Pas pleurer : le paradis entrevu et perdu

Par Carmenrob

Pas pleurer de Lydie Salvayre, prix Goncourt 2014, est à la fois dense et concis. En 279 pages aérées, l’auteure narre l’expérience de la guerre civile espagnole telle que racontée par sa mère. La guerre d’Espagne : ces mots diffusent immanquablement une odeur de poudre et de sang. Pourtant, du sang, il y en a bien peu dans le récit de Montse puisque ses souvenirs s’émoussent après l’été de 1936, cet été fabuleux, ce feu d’artifice dans la grisaille d’une villageoise espagnole de l’avant-guerre dont le futur se résume au confinement au foyer, à l’éducation des enfants et à la soumission au mari et au curé. Tout juste âgée de quinze ans, Montse suit son frère à la ville et y découvre l’envers de son univers, la camaraderie, la liberté de mouvement, le plaisir tout simple de prendre un verre à la terrasse d’un café. Éblouie, elle le sera, tant par une douceur de vivre insoupçonnée que par un homme dont la rencontre imposera à sa vie une tournure dramatique.

1936, la guerre civile est imminente, mais dans le village de Montse, on en est encore aux discussions enflammées entre les camps qui vont bientôt se déchirer : les républicains composés de diverses factions de gauches — libertaires, socialistes, communistes — et les nationaux — les Phalanges, les militaires, les patrons, la droite — qui sous la poigne de Franco écraseront toute rébellion par une répression sauvage, entérinée par la hiérarchie ecclésiastique. « L’Église espagnole est devenue la Putain des militaires épurateurs », assène l’auteure.

Deux styles de narration s’entrecroisent pour nous faire partager les souvenirs de Montse, nonagénaire, réfugiée en France durant ce terrible conflit qui fera près d’un demi-million de victimes. L’auteure oscille avec fluidité entre le français maternel, bancal, coloré et émaillé d’espagnol, et une langue plus classique. La syntaxe est à l’avenant. S’entrelacent également deux sources mémorielles, celle des protagonistes du récit et celle de Bernanos, témoin des atrocités commises avec la complicité de l’Église espagnole et qui laissera éclater sa révolte dans les Grands cimetières sous la lune.

Le résultat en est heureux, complexe et nuancé.
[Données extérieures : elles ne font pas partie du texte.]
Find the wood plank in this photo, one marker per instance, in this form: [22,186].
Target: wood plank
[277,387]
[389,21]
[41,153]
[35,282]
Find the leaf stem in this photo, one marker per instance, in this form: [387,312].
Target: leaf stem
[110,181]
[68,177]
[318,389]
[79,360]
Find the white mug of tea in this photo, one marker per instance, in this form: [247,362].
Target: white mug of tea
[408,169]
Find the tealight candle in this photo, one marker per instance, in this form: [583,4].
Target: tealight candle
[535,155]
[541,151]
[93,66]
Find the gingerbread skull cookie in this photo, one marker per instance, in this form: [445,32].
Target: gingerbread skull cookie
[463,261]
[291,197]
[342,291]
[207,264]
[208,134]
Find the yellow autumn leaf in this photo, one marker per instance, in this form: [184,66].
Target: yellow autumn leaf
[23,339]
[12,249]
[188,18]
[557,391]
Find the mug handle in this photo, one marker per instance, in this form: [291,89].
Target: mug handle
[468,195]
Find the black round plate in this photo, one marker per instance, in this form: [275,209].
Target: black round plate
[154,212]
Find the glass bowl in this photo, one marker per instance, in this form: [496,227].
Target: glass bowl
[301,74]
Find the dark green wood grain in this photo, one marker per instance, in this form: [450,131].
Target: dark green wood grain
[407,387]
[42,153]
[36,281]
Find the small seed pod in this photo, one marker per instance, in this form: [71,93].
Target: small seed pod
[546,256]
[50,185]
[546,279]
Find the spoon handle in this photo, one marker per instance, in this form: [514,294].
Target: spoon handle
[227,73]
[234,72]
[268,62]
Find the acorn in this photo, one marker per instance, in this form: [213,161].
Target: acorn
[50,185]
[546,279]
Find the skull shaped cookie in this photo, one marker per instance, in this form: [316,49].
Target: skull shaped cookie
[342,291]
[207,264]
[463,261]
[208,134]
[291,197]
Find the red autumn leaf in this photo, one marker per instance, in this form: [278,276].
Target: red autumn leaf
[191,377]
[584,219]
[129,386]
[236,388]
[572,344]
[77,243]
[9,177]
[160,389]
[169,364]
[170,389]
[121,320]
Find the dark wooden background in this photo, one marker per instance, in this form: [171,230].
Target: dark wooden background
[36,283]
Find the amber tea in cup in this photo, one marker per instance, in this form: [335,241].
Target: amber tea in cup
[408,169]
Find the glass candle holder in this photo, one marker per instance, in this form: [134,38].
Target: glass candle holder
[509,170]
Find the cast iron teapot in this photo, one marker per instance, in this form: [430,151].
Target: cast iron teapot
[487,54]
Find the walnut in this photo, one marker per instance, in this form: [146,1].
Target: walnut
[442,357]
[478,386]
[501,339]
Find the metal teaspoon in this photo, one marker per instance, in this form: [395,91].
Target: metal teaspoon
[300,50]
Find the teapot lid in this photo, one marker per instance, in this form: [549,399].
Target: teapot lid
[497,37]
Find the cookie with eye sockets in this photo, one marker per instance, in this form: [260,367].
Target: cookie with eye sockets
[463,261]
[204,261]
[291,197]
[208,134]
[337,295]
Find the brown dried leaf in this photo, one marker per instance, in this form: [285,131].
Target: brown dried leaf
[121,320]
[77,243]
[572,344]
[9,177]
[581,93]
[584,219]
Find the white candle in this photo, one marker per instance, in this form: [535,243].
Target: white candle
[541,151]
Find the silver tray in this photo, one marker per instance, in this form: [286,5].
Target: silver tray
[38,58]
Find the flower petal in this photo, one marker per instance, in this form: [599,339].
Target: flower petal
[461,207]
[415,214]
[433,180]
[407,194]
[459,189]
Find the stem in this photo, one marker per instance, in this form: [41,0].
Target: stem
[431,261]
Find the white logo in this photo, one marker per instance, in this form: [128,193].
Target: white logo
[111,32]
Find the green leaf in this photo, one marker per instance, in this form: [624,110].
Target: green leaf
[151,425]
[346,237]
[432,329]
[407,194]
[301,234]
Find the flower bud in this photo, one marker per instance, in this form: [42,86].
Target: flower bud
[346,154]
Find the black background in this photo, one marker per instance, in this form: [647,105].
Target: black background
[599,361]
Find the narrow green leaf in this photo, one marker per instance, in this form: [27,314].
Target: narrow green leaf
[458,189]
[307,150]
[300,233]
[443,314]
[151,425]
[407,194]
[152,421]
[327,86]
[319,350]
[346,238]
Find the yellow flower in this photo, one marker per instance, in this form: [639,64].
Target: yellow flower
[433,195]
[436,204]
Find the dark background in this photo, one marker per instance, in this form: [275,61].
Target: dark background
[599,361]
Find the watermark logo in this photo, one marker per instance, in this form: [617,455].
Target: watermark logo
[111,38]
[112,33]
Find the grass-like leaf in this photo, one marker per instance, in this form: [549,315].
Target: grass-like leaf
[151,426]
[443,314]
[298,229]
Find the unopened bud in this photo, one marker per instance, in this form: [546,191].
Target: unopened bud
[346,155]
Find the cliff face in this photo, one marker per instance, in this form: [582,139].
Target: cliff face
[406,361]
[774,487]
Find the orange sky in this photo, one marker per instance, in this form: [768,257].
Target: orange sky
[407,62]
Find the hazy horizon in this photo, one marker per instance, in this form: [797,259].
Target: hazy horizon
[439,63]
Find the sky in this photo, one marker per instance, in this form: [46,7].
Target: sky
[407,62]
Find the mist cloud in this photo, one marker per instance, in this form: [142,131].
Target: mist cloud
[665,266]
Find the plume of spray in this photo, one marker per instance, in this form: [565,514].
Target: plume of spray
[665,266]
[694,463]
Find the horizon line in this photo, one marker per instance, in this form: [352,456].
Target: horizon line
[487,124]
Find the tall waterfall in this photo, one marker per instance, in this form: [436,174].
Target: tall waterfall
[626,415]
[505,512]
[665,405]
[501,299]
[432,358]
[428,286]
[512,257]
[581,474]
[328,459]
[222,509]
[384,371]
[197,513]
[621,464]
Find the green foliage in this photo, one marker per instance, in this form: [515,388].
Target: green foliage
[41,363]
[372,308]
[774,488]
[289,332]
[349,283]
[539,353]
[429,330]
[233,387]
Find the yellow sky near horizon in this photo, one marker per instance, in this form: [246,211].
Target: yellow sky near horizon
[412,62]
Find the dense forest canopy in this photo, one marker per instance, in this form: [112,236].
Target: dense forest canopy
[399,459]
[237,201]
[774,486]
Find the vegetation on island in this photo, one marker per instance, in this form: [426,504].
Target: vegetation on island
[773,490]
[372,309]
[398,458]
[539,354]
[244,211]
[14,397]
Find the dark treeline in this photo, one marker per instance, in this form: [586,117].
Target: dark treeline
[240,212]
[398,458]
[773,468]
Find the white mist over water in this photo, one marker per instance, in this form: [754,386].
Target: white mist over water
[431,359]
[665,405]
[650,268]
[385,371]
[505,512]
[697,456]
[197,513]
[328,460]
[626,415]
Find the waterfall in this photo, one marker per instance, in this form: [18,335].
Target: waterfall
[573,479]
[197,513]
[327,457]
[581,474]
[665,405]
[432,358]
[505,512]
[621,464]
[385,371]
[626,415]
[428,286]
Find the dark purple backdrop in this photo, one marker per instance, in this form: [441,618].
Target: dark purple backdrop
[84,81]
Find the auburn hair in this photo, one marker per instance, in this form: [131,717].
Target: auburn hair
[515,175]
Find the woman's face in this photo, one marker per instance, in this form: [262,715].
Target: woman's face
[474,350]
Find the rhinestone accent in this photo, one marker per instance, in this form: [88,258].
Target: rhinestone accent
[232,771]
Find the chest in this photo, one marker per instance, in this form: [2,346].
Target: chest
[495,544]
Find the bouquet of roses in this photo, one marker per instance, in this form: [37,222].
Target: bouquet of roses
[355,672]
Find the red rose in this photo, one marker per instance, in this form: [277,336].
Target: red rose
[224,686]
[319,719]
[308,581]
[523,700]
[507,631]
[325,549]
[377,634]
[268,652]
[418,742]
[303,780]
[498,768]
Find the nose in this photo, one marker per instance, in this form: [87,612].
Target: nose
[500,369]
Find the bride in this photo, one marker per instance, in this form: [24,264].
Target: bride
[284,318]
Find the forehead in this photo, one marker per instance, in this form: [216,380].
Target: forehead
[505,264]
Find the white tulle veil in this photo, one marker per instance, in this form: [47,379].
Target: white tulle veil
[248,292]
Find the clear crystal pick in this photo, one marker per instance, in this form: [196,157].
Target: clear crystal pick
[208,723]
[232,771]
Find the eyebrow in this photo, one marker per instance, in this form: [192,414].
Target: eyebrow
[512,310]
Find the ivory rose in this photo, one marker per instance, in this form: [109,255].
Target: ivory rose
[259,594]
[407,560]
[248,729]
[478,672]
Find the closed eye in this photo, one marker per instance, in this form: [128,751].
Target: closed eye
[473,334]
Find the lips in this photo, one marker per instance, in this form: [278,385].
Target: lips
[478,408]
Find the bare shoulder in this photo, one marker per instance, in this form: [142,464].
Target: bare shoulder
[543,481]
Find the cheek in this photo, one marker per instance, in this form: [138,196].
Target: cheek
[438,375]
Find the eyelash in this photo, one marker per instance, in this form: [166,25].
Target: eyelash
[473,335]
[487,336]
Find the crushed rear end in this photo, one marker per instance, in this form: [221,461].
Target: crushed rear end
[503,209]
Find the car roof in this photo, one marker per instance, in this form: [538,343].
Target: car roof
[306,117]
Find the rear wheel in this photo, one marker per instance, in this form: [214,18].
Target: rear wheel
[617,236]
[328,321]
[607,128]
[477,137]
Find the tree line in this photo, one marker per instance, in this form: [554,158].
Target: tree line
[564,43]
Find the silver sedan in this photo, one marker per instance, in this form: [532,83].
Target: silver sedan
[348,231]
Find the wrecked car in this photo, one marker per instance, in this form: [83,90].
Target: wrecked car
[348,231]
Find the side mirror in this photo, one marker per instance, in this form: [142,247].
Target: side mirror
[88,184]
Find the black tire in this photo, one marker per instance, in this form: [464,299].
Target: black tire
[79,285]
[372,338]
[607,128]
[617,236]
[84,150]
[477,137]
Les personnages se déclinent en un camaïeu d’émotions, de motivations, de comportements parfois contradictoires. Malgré un parti pris pour les républicains, on ne nous cache pas que les deux camps se rendent coupables de meurtres sordides et d’élimination sauvage des opposants. Si notre attachement va spontanément à Montse et à José, son frère épris de rêve libertaire, on éprouve tout de même de la sympathie pour le riche propriétaire terrien du village, lequel deviendra, contre toutes attentes, le beau-père de Montse. L’auteure donne à voir que les apparences sont souvent trompeuses et que l’être humain est capable de résilience.

J’ai pris un grand plaisir à lire ce livre et Montse habitera ma mémoire très longtemps. Le sujet qui n’est plus tout neuf est cependant abordé selon un angle fort original, tout comme la structure du récit et le style Lydie Salvayre. Mon seul agacement découle du choix éditorial de ne pas traduire les passages en espagnol (par ailleurs peu nombreux), le plus souvent incompréhensibles pour moi.

Un excellent bouquin qui nous plonge au cœur de l’Histoire.